The study of the composition of the upper mesosphere of Venus is necessary to characterize several atmospheric processes such as photochemistry, condensation and dynamics. At this altitude level (80-110 km), several species have been detected thanks to their (sub)millimeter rotational lines, in particular sulfur species SO2 and SO, that may be indicative of Venus' volcanic activity, and showed an abundance increase with altitude suggesting a local sulfur-bearing aerosol source. H2O, which takes part in the formation of H2SO4 clouds, was also detected as well as its isotope HDO; their analyses revealed significant diurnal and long-term temporal variations.

To explore this case in greater detail and better assess local, diurnal and temporal variations of minor species, heterodyne spectroscopic observations were obtained in November 2011 during the first Early Science observation cycle of the Atacama Large Millimeter Array (ALMA), the largest (sub)millimeter interferometer, which at the time offered 16 12-m large antennas. These observations allowed us to map the day side of Venus with a spatial resolution down to 1.2-2.4"" (for a disk of 11"), targeting SO2, SO, HDO and CO transitions around 0.85mm (335-346 GHz).
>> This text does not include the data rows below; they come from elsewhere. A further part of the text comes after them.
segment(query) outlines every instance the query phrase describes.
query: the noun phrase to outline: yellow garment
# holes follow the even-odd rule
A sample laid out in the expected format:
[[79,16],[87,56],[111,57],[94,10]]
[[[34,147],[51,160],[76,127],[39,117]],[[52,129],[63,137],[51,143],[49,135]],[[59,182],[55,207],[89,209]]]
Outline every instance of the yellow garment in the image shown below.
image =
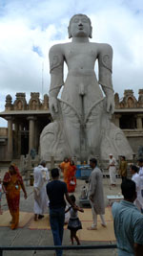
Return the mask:
[[63,172],[64,175],[64,181],[66,183],[68,183],[68,176],[69,176],[69,170],[70,170],[70,162],[66,163],[66,162],[62,162],[60,164],[60,168]]
[[[7,173],[8,174],[8,173]],[[5,179],[5,177],[4,177]],[[11,229],[15,229],[19,222],[19,202],[20,202],[20,189],[21,177],[17,174],[10,175],[9,182],[5,182],[7,188],[7,202],[10,213],[11,215]]]
[[119,165],[119,174],[121,176],[127,176],[127,162],[121,161]]

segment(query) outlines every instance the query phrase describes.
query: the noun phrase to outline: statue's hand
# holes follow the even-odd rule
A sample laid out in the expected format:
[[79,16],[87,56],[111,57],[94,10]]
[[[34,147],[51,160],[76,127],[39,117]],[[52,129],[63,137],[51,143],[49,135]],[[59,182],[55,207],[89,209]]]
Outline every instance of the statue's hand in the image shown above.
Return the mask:
[[51,115],[58,112],[57,99],[54,97],[50,97],[50,110]]
[[113,114],[114,112],[114,97],[112,95],[109,95],[107,97],[107,112]]

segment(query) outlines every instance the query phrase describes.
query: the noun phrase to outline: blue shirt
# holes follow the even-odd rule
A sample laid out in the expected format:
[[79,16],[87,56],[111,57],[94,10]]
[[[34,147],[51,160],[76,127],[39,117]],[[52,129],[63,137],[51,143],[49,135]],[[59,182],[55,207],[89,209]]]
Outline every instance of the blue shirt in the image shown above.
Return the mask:
[[51,209],[66,207],[64,195],[68,193],[68,190],[65,182],[61,180],[52,180],[47,184],[46,188]]
[[143,215],[126,200],[114,202],[112,212],[118,255],[134,255],[133,244],[143,244]]

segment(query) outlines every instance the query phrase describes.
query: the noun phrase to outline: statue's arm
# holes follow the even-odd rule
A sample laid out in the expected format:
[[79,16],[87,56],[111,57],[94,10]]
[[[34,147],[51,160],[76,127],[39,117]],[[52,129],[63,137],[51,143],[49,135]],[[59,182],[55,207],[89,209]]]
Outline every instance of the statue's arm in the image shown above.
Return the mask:
[[[64,57],[62,54],[61,45],[54,45],[51,48],[50,54],[50,73],[51,73],[51,87],[50,87],[50,109],[51,114],[57,112],[57,96],[63,81],[63,66]],[[54,113],[53,113],[54,114]]]
[[99,84],[107,97],[107,111],[114,111],[114,94],[112,89],[112,49],[109,44],[100,44],[98,52]]

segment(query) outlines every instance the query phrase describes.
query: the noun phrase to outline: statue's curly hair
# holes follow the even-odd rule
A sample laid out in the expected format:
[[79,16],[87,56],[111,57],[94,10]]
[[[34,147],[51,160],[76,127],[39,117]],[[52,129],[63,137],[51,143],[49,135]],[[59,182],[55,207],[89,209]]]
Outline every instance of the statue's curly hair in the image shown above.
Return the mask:
[[90,32],[89,37],[92,38],[92,28],[91,19],[86,14],[81,14],[81,13],[75,14],[75,15],[73,15],[71,18],[70,23],[69,23],[69,27],[68,27],[69,38],[72,38],[72,35],[71,34],[71,25],[72,25],[72,22],[73,18],[76,17],[76,16],[85,16],[88,19],[88,21],[90,23],[90,27],[91,27],[91,32]]

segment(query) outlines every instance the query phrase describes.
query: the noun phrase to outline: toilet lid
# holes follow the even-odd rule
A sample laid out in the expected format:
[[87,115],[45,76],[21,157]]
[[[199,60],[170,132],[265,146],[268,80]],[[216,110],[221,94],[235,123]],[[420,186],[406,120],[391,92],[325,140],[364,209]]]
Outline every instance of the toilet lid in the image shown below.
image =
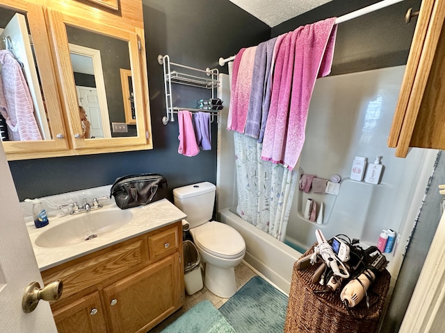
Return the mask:
[[195,229],[195,241],[216,257],[232,259],[239,257],[245,250],[244,239],[230,225],[212,221]]

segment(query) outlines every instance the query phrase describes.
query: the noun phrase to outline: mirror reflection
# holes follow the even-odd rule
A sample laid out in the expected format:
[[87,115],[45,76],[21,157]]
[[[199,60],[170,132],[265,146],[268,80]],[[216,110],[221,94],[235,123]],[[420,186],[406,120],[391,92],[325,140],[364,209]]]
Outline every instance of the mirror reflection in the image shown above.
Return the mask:
[[2,141],[51,139],[26,17],[0,10],[0,135]]
[[[66,30],[79,105],[85,110],[90,137],[137,136],[136,119],[126,118],[121,82],[122,69],[131,78],[128,42],[71,26]],[[131,96],[132,91],[127,91]]]

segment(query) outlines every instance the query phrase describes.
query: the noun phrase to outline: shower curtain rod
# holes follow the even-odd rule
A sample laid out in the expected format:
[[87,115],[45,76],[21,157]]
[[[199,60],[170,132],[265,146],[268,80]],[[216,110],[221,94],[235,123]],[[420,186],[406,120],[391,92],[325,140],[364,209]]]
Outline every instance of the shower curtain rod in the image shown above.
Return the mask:
[[[403,0],[383,0],[382,1],[374,3],[373,5],[369,6],[368,7],[364,7],[364,8],[359,9],[354,12],[350,12],[349,14],[346,14],[343,16],[337,17],[335,19],[335,24],[339,24],[340,23],[346,22],[346,21],[349,21],[350,19],[355,19],[356,17],[359,17],[359,16],[364,15],[365,14],[369,14],[372,12],[375,12],[375,10],[378,10],[379,9],[385,8],[385,7],[388,7],[389,6],[394,5],[394,3],[397,3],[398,2],[402,2]],[[226,62],[229,62],[229,61],[232,61],[235,59],[236,56],[232,56],[232,57],[229,57],[227,58],[220,58],[219,64],[220,66],[224,66],[224,64]]]

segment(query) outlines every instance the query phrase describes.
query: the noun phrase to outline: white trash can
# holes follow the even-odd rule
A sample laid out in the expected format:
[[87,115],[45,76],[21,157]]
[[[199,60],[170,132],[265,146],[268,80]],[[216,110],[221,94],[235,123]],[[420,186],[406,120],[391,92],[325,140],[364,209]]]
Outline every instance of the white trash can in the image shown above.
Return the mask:
[[191,241],[184,241],[184,284],[187,295],[193,295],[202,289],[201,255]]

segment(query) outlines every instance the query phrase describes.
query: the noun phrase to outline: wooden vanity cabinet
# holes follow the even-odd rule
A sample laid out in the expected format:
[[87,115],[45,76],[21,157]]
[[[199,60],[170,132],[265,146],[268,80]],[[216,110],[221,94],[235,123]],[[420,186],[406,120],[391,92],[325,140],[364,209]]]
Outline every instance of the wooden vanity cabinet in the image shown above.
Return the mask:
[[44,283],[63,282],[51,305],[58,331],[146,332],[182,307],[181,228],[176,223],[42,271]]
[[388,146],[445,148],[445,3],[423,0],[417,19]]
[[58,333],[106,333],[104,314],[98,291],[54,311]]

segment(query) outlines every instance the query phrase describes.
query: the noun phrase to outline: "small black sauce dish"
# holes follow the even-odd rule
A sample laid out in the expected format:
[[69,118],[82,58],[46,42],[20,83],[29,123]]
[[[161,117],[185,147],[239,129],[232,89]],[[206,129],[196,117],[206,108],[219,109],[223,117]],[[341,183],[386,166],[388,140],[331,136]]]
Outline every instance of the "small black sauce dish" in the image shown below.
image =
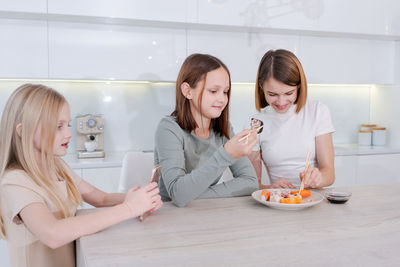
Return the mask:
[[325,194],[326,199],[333,204],[344,204],[350,197],[351,192],[331,191]]

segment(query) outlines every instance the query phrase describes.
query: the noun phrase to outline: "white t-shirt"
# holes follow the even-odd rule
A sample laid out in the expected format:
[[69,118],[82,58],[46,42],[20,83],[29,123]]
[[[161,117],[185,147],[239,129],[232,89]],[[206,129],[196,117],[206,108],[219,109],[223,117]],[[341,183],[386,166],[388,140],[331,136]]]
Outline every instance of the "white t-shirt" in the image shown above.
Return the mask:
[[319,101],[308,101],[296,114],[297,105],[280,114],[271,106],[252,116],[264,123],[254,151],[261,148],[261,156],[268,170],[271,184],[281,178],[294,186],[300,185],[307,150],[312,153],[310,166],[317,167],[315,137],[335,131],[329,109]]

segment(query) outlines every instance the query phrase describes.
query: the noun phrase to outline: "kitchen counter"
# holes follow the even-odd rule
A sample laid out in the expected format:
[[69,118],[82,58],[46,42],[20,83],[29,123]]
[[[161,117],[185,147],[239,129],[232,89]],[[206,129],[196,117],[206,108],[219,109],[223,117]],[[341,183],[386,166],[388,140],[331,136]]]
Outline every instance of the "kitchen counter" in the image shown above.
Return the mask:
[[[342,188],[299,211],[251,197],[171,202],[77,240],[77,266],[395,266],[400,262],[400,183]],[[78,215],[94,210],[80,210]]]
[[106,152],[105,158],[78,159],[77,154],[67,154],[63,159],[73,169],[121,167],[126,152]]
[[[74,169],[121,167],[126,151],[106,152],[105,158],[78,159],[67,154],[64,160]],[[335,156],[400,154],[400,147],[359,146],[357,144],[335,145]]]
[[399,153],[400,147],[394,146],[359,146],[358,144],[335,145],[335,156],[361,156]]

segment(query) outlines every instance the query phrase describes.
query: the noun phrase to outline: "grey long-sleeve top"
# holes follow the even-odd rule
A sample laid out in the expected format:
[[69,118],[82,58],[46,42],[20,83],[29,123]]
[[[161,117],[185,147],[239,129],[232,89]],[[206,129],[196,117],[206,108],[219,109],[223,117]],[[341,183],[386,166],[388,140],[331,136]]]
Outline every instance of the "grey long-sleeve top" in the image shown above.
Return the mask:
[[[232,129],[231,129],[232,133]],[[163,118],[156,131],[154,162],[161,164],[160,194],[183,207],[197,198],[250,195],[258,189],[248,157],[235,159],[224,149],[228,141],[211,130],[208,139],[183,130],[174,117]],[[234,179],[217,184],[229,167]]]

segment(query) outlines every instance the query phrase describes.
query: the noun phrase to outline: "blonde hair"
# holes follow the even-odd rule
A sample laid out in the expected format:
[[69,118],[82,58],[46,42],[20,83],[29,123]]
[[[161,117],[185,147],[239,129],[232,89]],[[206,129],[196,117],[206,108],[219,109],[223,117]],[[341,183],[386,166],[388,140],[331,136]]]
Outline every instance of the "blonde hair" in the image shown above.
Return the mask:
[[262,86],[265,81],[272,77],[286,85],[297,86],[298,92],[295,103],[297,104],[296,113],[299,113],[307,100],[307,79],[303,66],[295,54],[284,49],[269,50],[261,59],[255,90],[256,109],[258,111],[268,106]]
[[[0,123],[0,181],[8,170],[23,170],[49,196],[62,218],[71,216],[69,207],[79,205],[81,195],[66,163],[53,154],[58,117],[67,104],[57,91],[40,84],[24,84],[10,96]],[[17,126],[21,124],[21,132]],[[34,135],[40,130],[40,162],[35,157]],[[64,180],[68,200],[61,197],[57,179]],[[1,204],[1,203],[0,203]],[[0,236],[6,238],[0,205]]]

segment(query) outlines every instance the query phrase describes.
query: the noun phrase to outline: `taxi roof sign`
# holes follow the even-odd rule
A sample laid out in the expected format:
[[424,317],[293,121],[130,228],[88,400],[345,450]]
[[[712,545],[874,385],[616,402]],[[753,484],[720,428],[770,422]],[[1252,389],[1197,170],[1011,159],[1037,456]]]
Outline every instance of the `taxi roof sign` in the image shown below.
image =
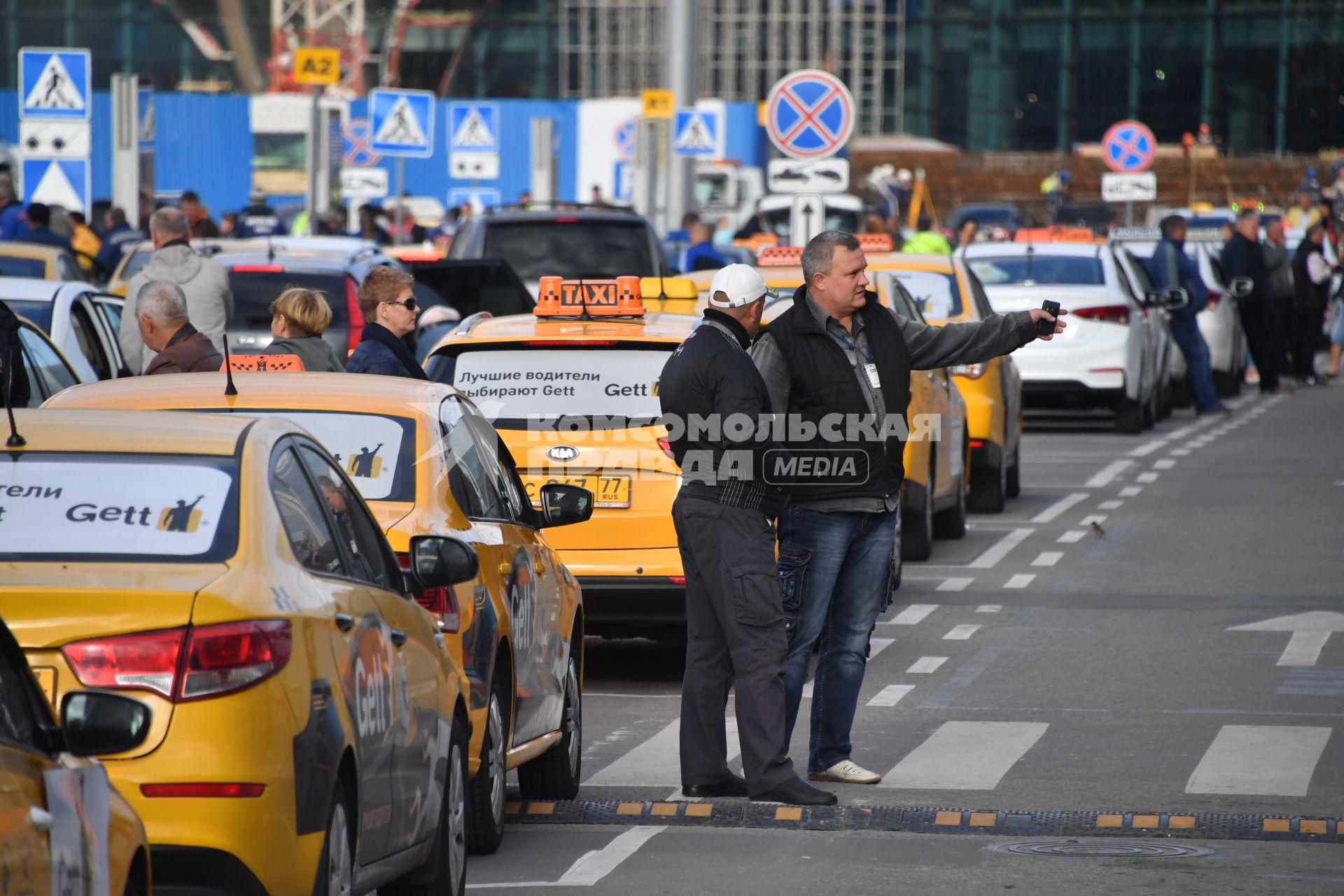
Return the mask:
[[543,277],[532,313],[538,317],[642,317],[640,278]]
[[758,267],[797,267],[802,263],[802,246],[770,246],[757,255]]
[[859,249],[866,253],[891,253],[895,246],[891,243],[891,234],[855,234]]
[[230,355],[219,369],[234,373],[302,373],[304,360],[297,355]]

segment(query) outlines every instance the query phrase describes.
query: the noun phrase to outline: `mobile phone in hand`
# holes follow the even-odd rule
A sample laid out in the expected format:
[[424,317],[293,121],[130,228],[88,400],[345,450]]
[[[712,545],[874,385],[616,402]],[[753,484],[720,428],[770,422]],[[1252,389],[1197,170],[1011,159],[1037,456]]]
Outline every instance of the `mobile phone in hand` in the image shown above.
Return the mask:
[[[1059,302],[1052,302],[1048,298],[1040,304],[1040,310],[1059,317]],[[1036,321],[1036,336],[1054,336],[1055,321],[1039,320]]]

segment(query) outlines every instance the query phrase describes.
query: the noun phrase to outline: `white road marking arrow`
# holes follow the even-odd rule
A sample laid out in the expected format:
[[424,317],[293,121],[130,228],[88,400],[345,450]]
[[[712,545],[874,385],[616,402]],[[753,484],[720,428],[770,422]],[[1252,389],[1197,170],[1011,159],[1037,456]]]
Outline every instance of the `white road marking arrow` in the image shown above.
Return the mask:
[[1314,666],[1321,656],[1321,649],[1331,639],[1335,631],[1344,631],[1344,613],[1329,610],[1313,610],[1312,613],[1298,613],[1293,617],[1278,617],[1265,622],[1251,622],[1243,626],[1231,626],[1228,631],[1292,631],[1284,647],[1284,656],[1278,658],[1279,666]]

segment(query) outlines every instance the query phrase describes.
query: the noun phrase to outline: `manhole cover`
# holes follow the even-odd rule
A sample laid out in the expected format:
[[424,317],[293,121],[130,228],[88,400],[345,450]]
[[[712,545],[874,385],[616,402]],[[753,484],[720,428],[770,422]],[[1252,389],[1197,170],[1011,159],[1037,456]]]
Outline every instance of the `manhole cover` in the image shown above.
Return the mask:
[[1121,840],[1050,840],[995,844],[989,849],[1020,856],[1075,856],[1083,858],[1184,858],[1187,856],[1208,856],[1214,852],[1207,846],[1142,844]]

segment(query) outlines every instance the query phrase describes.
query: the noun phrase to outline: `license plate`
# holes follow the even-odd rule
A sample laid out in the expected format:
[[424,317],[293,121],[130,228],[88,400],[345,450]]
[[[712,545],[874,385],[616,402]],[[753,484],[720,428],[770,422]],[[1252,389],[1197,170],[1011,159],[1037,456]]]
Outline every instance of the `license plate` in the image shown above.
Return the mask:
[[50,666],[38,666],[32,670],[32,674],[38,677],[38,686],[42,688],[42,693],[47,696],[47,703],[52,708],[56,705],[56,670]]
[[528,477],[523,480],[527,488],[527,497],[534,506],[542,506],[542,486],[551,482],[562,485],[577,485],[593,493],[593,506],[595,508],[628,508],[630,506],[630,477],[603,476],[602,473],[589,473],[587,476],[552,476],[547,478]]

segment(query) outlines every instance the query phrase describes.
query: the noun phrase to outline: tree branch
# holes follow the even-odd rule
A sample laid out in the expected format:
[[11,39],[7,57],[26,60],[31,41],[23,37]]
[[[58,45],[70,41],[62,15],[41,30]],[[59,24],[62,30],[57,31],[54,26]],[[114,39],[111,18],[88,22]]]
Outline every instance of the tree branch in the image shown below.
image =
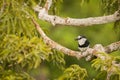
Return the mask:
[[120,20],[119,10],[112,15],[101,16],[101,17],[89,17],[83,19],[61,18],[59,16],[49,15],[47,13],[51,4],[52,4],[52,0],[47,0],[43,8],[36,6],[34,7],[34,10],[39,13],[38,14],[39,19],[50,22],[52,23],[52,25],[59,24],[59,25],[71,25],[71,26],[91,26],[95,24],[105,24]]
[[120,41],[114,42],[108,46],[105,47],[106,53],[111,53],[113,51],[120,50]]
[[[115,50],[119,50],[120,49],[120,41],[119,42],[115,42],[115,43],[112,43],[110,45],[108,45],[107,47],[103,47],[102,45],[100,44],[96,44],[94,46],[94,48],[89,48],[87,49],[85,52],[81,53],[79,51],[73,51],[71,49],[68,49],[56,42],[54,42],[53,40],[51,40],[49,37],[46,36],[46,34],[44,33],[44,31],[41,29],[41,27],[39,26],[39,24],[34,20],[32,19],[34,25],[35,25],[35,28],[37,29],[37,31],[39,32],[39,34],[41,35],[41,37],[43,38],[43,41],[48,45],[50,46],[52,49],[56,49],[58,51],[61,51],[63,52],[64,54],[67,54],[69,56],[74,56],[74,57],[77,57],[77,58],[82,58],[82,57],[86,57],[88,55],[94,55],[94,56],[97,56],[97,57],[101,57],[100,55],[96,54],[97,52],[107,52],[107,53],[111,53]],[[109,50],[110,49],[110,50]]]

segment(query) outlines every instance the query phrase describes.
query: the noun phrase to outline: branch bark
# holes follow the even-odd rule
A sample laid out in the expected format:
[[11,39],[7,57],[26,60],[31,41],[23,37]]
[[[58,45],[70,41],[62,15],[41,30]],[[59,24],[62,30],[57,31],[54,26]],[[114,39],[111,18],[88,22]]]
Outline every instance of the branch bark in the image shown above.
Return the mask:
[[67,54],[69,56],[74,56],[77,58],[82,58],[82,57],[86,57],[87,55],[94,55],[97,57],[100,57],[99,55],[97,55],[97,52],[106,52],[106,53],[111,53],[115,50],[119,50],[120,49],[120,41],[112,43],[106,47],[102,47],[101,45],[95,45],[94,48],[89,48],[88,50],[86,50],[85,52],[81,53],[79,51],[73,51],[71,49],[68,49],[56,42],[54,42],[53,40],[51,40],[49,37],[47,37],[47,35],[44,33],[44,31],[41,29],[41,27],[39,26],[39,24],[32,19],[35,28],[37,29],[37,31],[39,32],[39,34],[41,35],[41,37],[43,38],[43,41],[50,46],[53,49],[56,49],[58,51],[63,52],[64,54]]
[[112,15],[101,16],[101,17],[89,17],[83,19],[75,19],[75,18],[62,18],[56,15],[49,15],[48,10],[52,4],[52,0],[47,0],[45,6],[34,7],[34,10],[37,11],[38,17],[41,20],[45,20],[47,22],[52,23],[52,25],[71,25],[71,26],[91,26],[96,24],[105,24],[110,22],[115,22],[120,20],[120,13],[116,11]]

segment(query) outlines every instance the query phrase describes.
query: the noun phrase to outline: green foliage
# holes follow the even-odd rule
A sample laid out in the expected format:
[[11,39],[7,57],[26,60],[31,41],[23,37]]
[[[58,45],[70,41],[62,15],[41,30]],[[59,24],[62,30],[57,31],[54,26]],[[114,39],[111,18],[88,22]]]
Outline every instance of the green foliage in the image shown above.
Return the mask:
[[101,0],[103,11],[106,13],[113,13],[120,9],[120,0]]
[[92,66],[96,70],[101,71],[97,75],[95,80],[99,80],[100,77],[104,78],[103,80],[106,80],[106,76],[109,74],[110,74],[111,80],[113,80],[112,77],[120,76],[120,68],[119,68],[120,57],[110,56],[109,54],[106,54],[106,53],[98,53],[98,54],[102,56],[102,59],[96,58],[92,61],[93,62]]
[[106,78],[107,78],[107,72],[106,71],[101,71],[95,77],[95,80],[106,80]]
[[42,39],[33,37],[18,37],[7,35],[0,44],[0,61],[4,68],[27,67],[29,69],[39,66],[41,59],[47,59],[50,49]]
[[0,80],[34,80],[25,72],[14,72],[12,70],[0,70]]
[[65,69],[63,76],[61,76],[59,80],[85,80],[86,77],[86,69],[83,69],[79,65],[74,64]]

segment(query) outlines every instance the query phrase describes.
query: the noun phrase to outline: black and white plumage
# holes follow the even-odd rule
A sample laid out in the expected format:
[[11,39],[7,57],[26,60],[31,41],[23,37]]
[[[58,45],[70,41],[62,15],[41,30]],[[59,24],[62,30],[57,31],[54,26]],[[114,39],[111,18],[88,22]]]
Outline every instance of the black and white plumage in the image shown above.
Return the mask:
[[84,52],[89,48],[90,43],[85,36],[78,36],[75,40],[78,41],[78,49],[81,52]]

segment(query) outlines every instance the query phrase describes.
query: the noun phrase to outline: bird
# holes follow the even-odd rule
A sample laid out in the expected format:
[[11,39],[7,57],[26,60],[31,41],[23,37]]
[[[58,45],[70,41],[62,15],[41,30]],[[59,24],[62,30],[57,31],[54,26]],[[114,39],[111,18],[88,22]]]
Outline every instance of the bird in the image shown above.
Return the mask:
[[85,36],[79,35],[75,40],[78,41],[78,49],[81,52],[84,52],[89,48],[90,42]]

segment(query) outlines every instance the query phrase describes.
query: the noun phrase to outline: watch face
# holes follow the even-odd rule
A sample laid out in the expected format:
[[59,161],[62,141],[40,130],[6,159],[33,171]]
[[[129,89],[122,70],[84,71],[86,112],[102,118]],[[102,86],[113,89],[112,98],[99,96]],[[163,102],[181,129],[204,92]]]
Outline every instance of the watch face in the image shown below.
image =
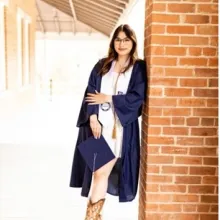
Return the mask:
[[101,109],[102,109],[103,111],[108,111],[110,108],[111,108],[111,105],[110,105],[109,102],[106,102],[106,103],[101,104]]

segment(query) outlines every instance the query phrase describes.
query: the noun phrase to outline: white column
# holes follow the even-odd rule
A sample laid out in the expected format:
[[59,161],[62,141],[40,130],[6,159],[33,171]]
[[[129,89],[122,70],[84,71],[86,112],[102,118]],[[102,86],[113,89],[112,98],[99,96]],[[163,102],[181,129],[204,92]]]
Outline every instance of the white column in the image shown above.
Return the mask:
[[0,2],[0,92],[6,90],[6,70],[5,70],[5,5]]
[[17,11],[17,70],[18,70],[18,87],[22,87],[22,14]]
[[25,59],[25,85],[29,84],[30,81],[30,59],[29,59],[29,48],[30,48],[30,39],[29,39],[29,24],[28,20],[24,21],[24,36],[25,36],[25,44],[24,44],[24,59]]

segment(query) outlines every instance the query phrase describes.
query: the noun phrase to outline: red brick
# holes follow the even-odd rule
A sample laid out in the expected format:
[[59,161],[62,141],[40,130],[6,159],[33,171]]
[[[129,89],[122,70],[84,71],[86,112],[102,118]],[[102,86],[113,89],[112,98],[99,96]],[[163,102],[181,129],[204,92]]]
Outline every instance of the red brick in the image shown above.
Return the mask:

All of these transitions were well detected and their modeling yielded abundances consistent with previous single-dish assessments. We will present a detailed analysis of the data in terms of spatial distribution (horizontal and vertical) and temporal variations, and we will discuss their interpretation with regard to the efficiency of photochemical destruction in the mesosphere and aerosol sources. In addition, by mapping the CO(3-2) line's Doppler-shifts, we have been able to derive the wind field near the upper boundary of the mesosphere, whichs corresponds to a region of dynamic transition between the retrograde zonal wind regime of the troposphere and the subsolar-to-antisolar flow that dominates at higher altitudes.